Given the high volume of fluid normally moving from interstitium to blood in the
renal cortex, how can secreted substances move from blood to epithelium? Are they not going the wrong way?

Answer 48

Despite the volume flow, most solutes are close to diffusional equilibrium between plasma and interstitium. If the interstitium starts to become depleted of a substance as a result of secretion, net diffusion from
the plasma will soon replenish it.

Question 49

The Tm for glucose is set at what level?
A. Close to the normal filtered load
B. Well above the normal filtered load
C. Well below the normal filtered load

Answer 49

The answer is B. Normally, all the filtered glucose is reabsorbed, meaning that the filtered load does not saturate the transporter capacity.
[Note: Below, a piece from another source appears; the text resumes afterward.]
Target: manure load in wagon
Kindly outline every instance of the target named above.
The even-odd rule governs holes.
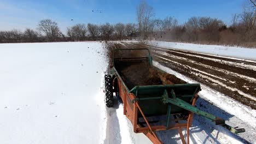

If either A or C was true, there would be at least some glucose in the urine.

Question 50

Define channel “gating,” and state whether changing interstitial osmolality is a
way of gating channels.

Answer 50

Gating is a process that changes the probability that a channel is open. Changes in interstitial osmolality are not known to gate channels directly. However, if a change in interstitial osmolality causes a cell to swell or shrink, the resulting change in mechanical stretch of mechanosensitive channels could gate them (this is thought to be how hypothalamic cells detect changes in plasma osmolality).